[Date Prev][Date Next][Thread Prev][Thread Next][Date Index][Thread Index]
Speakup works with Czech language
From: |
Kirk Reiser |
Subject: |
Speakup works with Czech language |
Date: |
Mon Sep 4 09:59:45 2006 |
Hello Hynek and all: If I have missed something please let me know. I
have tried to answer your questions but how clearly those explanations
will come accross is difficult to tell.
I'll describe now what's necessary to make it work
with Czech language in more detail:
1) speakup.c must be patched on one place. The spk_chartab
table is specific to iso-8859-1 and it doesn't work with
other codings (~l. 206, speakup.c), because in the extended character
sets, some symbols over 128 are also ALPHA or A_CAP, not just
B_SYM. If this is not changed, Speakup writes strange codes
of these keys into /dev/softsynth (not the codes defined
in iso-8859-2 for Czech, for example).
Since it's not desirable to change Speakup's code for every
internationalization and change it every time we want to use a
different language, I'd like to ask if it wouldn't be possible to make
this table accessible from /proc/speakup? So that users are able to
change it like they are able to change /proc/speakup/characters.
Then for example speechd-up would be able to set this table
automatically, since there are routines in libc for telling
if a given character, according to the given locales, is
alpha, number or a capital alpha.
I agree we need to figure out a way to conver the non-iso 1859-1
characters to get appropriate representations for various languages.

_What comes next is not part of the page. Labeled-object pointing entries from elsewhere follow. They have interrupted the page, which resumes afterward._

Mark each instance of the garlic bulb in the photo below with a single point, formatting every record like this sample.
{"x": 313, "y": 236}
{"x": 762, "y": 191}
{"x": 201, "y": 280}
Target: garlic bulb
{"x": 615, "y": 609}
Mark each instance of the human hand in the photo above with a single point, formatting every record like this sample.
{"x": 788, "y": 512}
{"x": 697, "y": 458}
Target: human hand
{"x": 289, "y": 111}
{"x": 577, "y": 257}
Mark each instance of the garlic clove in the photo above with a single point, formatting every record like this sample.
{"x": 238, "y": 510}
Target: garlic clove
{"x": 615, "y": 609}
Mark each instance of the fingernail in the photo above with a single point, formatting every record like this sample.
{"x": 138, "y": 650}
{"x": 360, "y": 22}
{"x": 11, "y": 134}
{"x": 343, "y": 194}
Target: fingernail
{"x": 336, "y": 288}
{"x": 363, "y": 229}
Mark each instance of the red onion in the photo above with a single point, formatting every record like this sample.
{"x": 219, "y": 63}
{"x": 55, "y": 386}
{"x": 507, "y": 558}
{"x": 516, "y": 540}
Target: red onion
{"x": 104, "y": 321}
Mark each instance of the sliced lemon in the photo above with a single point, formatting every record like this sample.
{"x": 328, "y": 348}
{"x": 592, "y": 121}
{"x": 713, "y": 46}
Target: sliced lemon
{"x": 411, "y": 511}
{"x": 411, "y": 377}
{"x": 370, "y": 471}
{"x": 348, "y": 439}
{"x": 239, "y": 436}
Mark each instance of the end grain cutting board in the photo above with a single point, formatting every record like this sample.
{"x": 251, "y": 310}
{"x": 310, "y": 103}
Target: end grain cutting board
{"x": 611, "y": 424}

The tables however which the kernel uses to represent those character
sets are not part of speakup so I don't think we should make them
available through the /proc/speakup interface. I am not exactly sure
but it seems to me if the correct language tables are selected for the
kernel and an appropriate translation were loaded into
/proc/speakup/characters correct definitions would be sent to the
synth soft or otherwhise.
2) As for character reading and punctuation, /dec/proc/characters
needs to be changed, of course. But we think it would be desirable
if we could turn out these things in Speakup totally, so that
we could let the software TTSs handle this task. There are good
capabilities for processing punctuation and single characters in
Festival, it's configurable for every language etc. So it would be best
if Speakup just passes the "punctuation mode" DoubleTalk commands
like it does now and don't process the text itself alone. If only
one letter is passed, it's quite straightforward that it should be
read as a single character. Again, we would welcome no processing
on the Speakup's side.
I understand your point here and that's how we used to do it. We
changed to using our own translation system because trying to support
all the various synths we support meant for some synths we didn't have
full representation. I implemented the /proc/speakup/character system
so we could have a totally homogenious interface accross all synths
and provide a mechanism so individuals could change those to suit
their own needs. You see that of course because festival and flite
use one way of pronouncing punctuation and the like while the Dectalk
synth, tuxtalk and viavoice are different. The system is a simple
character to string conversion so you can change to whatever you like
for different synths.
3) Only some kinds of console screen fonts can be used for the
Czech language. I don't really understand why, but it doesn't
work with some console fonts, although all of them use iso-8859-2.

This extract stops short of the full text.